Energy-Preserving Reduced Operator Inference for Efficient Design and Control
Tomoki Koike, Elizabeth Qian
TL;DR
This work introduces Energy-Preserving Operator Inference (EP-OpInf), a non-intrusive method for learning reduced-order models of quadratic PDE systems whose quadratic nonlinearities conserve energy. By imposing a quadratic energy-preserving constraint on the reduced operator via constrained optimization, EP-OpInf retains desirable stability characteristics without requiring access to full model code. Numerical experiments on viscous Burgers' and Kuramoto–Sivashinsky equations show that EP-OpInf achieves accuracy similar to standard OpInf and intrusive projections while enforcing the energy-preserving structure. The approach enhances reliability for design and control tasks in many-query settings and lays groundwork for future stability guarantees and structure-preserving extensions.
Abstract
Many-query computations, in which a computational model for an engineering system must be evaluated many times, are crucial in design and control. For systems governed by partial differential equations (PDEs), typical high-fidelity numerical models are high-dimensional and too computationally expensive for the many-query setting. Thus, efficient surrogate models are required to enable low-cost computations in design and control.
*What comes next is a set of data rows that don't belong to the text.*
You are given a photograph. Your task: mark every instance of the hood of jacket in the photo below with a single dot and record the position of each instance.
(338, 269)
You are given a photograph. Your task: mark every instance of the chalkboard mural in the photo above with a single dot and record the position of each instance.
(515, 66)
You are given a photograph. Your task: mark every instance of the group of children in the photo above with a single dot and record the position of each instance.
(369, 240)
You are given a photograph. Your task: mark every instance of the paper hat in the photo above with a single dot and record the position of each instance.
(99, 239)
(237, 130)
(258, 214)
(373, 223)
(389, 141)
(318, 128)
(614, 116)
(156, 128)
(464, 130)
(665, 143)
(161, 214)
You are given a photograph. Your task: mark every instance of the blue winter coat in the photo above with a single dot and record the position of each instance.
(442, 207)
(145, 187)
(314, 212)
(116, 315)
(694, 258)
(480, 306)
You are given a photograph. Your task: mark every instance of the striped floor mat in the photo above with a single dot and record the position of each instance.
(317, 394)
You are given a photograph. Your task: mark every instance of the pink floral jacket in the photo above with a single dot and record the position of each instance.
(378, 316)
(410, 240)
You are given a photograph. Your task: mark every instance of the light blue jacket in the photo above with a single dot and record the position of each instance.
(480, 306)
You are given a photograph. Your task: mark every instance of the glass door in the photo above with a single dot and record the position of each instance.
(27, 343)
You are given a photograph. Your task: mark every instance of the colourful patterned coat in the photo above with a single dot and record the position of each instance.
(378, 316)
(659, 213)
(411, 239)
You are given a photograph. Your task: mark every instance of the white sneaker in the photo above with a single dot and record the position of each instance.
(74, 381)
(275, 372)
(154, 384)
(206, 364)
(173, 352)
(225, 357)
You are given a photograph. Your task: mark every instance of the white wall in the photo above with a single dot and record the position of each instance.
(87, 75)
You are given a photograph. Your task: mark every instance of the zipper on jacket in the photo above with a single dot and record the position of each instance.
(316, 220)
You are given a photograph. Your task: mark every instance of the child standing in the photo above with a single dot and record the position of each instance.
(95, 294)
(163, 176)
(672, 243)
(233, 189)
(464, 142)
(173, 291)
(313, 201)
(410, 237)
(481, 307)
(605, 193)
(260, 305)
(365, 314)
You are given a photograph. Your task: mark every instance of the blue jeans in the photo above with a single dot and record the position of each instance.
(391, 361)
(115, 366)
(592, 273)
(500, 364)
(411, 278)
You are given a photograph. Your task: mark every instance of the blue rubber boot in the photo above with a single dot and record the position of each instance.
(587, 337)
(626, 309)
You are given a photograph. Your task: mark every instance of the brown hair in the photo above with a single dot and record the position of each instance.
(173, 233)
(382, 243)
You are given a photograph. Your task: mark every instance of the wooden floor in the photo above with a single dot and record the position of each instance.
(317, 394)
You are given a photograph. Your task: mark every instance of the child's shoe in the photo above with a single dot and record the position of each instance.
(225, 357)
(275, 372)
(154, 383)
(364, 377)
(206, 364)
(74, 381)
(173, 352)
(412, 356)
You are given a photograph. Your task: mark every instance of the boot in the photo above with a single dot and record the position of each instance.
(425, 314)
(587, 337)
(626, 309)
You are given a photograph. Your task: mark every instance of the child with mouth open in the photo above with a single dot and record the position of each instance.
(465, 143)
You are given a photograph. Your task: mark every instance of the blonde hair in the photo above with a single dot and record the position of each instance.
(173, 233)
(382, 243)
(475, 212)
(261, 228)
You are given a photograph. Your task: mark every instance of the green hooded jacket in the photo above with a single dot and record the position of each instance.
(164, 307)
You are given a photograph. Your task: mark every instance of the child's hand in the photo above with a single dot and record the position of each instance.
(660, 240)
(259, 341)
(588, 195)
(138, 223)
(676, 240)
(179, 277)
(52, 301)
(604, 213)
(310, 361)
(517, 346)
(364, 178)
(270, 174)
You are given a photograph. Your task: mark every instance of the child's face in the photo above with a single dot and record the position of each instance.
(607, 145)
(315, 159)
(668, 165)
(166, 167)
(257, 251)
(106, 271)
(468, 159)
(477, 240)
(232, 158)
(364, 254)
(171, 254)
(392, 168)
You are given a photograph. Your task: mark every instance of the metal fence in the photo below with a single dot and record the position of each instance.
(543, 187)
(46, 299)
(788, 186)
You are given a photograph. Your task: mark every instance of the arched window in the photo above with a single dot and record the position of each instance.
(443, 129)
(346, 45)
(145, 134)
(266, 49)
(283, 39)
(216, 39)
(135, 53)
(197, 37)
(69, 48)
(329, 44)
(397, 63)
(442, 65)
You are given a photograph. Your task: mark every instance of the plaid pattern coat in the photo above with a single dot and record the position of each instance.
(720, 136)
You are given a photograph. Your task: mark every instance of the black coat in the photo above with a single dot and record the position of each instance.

This work presents a physics-preserving reduced model learning approach that targets PDEs whose quadratic operators preserve energy, such as those arising in governing equations in many fluids problems. The approach is based on the Operator Inference method, which fits reduced model operators to state snapshot and time derivative data in a least-squares sense. However, Operator Inference does not generally learn a reduced quadratic operator with the energy-preserving property of the original PDE. Thus, we propose a new energy-preserving Operator Inference (EP-OpInf) approach, which imposes this structure on the learned reduced model via constrained optimization. Numerical results using the viscous Burgers' and Kuramoto-Sivashinksy equation (KSE) demonstrate that EP-OpInf learns efficient and accurate reduced models that retain this energy-preserving structure.